Врангель выслушал рапорт о самовольном появлении «генерала Яши» в Севастополе и распорядился выделить ему автомобиль и срочно отправить на фронт в подчинение Кутепова. Кутепову же приказал не допускать возвращения Слащева в Ставку ни под каким предлогом. И вот теперь Слащев решил донять главнокомандующего в самое неподходящее время.
Дежурный генерал принялся читать телеграмму:
— «Главкому, — торжественно провозгласил он. — Лично видел части на фронте. Вывод — полное разложение. Выход следующий: из тех, кто не желает быть рабом большевиков, из тех, кто не желает бросить родину, — сформировать кадры русской армии, посадить их на отдельные суда и произвести десант в направлении, доложенном мною вам еще в июле и повторенном несколько раз в моих докладах. Колебанию и колеблющимся не должно быть места. Должны идти только решившиеся победить или умереть. С подробным докладом выезжаю к вам в поезде юнкеров и прошу по моем приезде немедленно принять меня, хотя бы ночью. Жду ответа в штарме один. Слащев-Крымский. № 10285».
«Стратег, — с неприязнью подумал Врангель. — Маньяк! Не нужно было связываться...»
— Будет ли ответ, господин главнокомандующий? — спросил дежурный генерал.
— Нет, — отмахнулся Врангель. — Впрочем, обождите: ответ передайте, но обязательно через генерала Кутепова. Пишите, я диктую. — Он зашагал, злясь на Слащева, на Кутепова, на весь белый свет. — «Желающим продолжать борьбу представляю полную свободу. Точка. Никакие десанты сейчас за неимением средств невыполнимы. Точка. Единственный способ борьбы — остаться в тылу противника, формируя партизанские отряды.
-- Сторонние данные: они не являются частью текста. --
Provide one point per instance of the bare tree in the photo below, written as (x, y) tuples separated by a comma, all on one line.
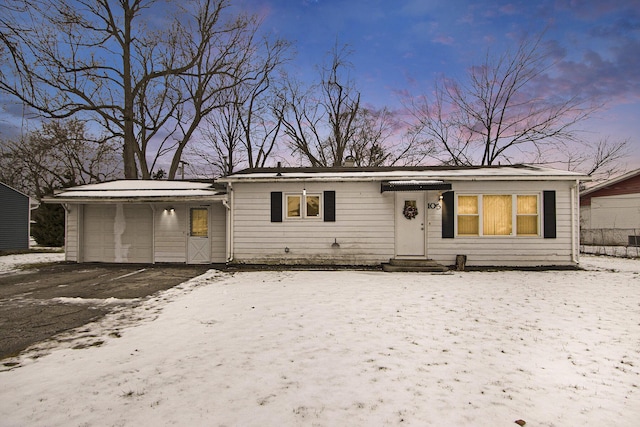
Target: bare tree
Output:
[(245, 130), (378, 140), (60, 154), (499, 113), (147, 71), (320, 121)]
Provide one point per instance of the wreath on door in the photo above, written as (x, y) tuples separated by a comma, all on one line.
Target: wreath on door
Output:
[(410, 210)]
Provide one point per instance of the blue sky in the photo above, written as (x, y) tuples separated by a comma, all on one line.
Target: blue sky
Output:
[(402, 46)]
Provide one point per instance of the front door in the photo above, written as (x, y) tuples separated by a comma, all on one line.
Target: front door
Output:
[(198, 245), (410, 224)]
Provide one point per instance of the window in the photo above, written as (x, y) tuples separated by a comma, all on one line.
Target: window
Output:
[(498, 213), (303, 206), (199, 222), (294, 206)]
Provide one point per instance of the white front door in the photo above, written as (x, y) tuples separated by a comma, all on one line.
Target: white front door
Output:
[(410, 224), (198, 245)]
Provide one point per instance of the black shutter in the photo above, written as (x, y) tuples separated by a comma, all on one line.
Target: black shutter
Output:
[(549, 212), (329, 206), (276, 206), (448, 217)]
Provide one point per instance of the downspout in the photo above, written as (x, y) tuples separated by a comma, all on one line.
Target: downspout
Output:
[(574, 252), (228, 204), (153, 233)]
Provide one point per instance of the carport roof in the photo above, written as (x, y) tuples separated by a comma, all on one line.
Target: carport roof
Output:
[(138, 191)]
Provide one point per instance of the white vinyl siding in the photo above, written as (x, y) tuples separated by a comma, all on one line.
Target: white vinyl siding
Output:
[(170, 238), (364, 226), (509, 250)]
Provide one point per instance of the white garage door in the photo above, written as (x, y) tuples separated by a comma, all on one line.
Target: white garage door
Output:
[(117, 233)]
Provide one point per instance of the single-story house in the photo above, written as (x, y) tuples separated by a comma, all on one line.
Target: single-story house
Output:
[(518, 215), (15, 215), (610, 212)]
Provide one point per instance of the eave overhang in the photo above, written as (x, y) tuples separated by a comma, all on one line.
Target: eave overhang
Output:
[(414, 185)]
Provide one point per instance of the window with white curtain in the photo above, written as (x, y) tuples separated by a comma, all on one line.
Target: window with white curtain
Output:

Точка...» Вы успеваете, генерал?.. Так... «Если генерал Слащев решится на это — благословляю его на дальнейшую работу. Предлагаю вам задержать генерала Слащева на фронте, где присутствие его несравненно нужнее, нежели здесь. Врангель». — Сощурившись, он посмотрел на дежурного генерала, довольный ответом. Спросил: — А как вы думаете, останется Слащев в партизанах?
— Никак нет, — отчеканил дежурный и засопел от усердия. — Генерал Слащев, смею заметить, силен в словесных баталиях. Тут он несется марш-марш, шашки наголо, не разбирая дороги.
— Браво! — улыбнулся Врангель. — Остроумно сказано. — Он подошел к окну и выглянул на улицу. Количество подвод и автомобилей у Большого дворца заметно увеличилось. — Как идет подготовка к эвакуации?
— Благодаря распорядительности и присутствию повсеместно воинских команд, спокойно, господин главнокомандующий. Эксцессов, слава богу, не имелось.
— Я прикажу расстрелять хоть сотню зачинщиков, кто бы они ни были, но порядок наведу... Вы свободны, генерал, благодарю вас. Не говорю вам — отдыхайте. В эти грозные часы каждая наша минута принадлежит армии и России. Послужим же ей напоследок, генерал.
— Я надеюсь на лучший исход.
— Да поможет нам бог!..
Получив ответ главнокомандующего через Кутепова, Слащев в ярости выбежал во двор и принялся шашкой рубить кусты и молодые деревца. Глаза его остекленели, в углу рта пузырилась пена. Белопольский, применив силу, еле увел его. Около часа они гуляли в виду проходящих мимо войск. Слащева узнавали. Отступающие части, вид которых был ужасен, невольно подтягивались, выравнивали ряды. «Генерал Яша» сохранял еще популярность в войсках. Вероятно, потому, что он так и не стал главнокомандующим. Знаки внимания солдат и офицеров ему были приятны. Он выпрямился, помолодел, смотрел грозно, но доброжелательно, отдавал честь, когда замечал полковое знамя.
С севера уже различимы были звуки канонады. Прилетел красный биплан. Думали, начнет бомбить штаб и станцию, но он с малой высоты побросал листовки и, покачав крыльями, точно в насмешку над выстрелами, что безвредно бахали с земли, улетел.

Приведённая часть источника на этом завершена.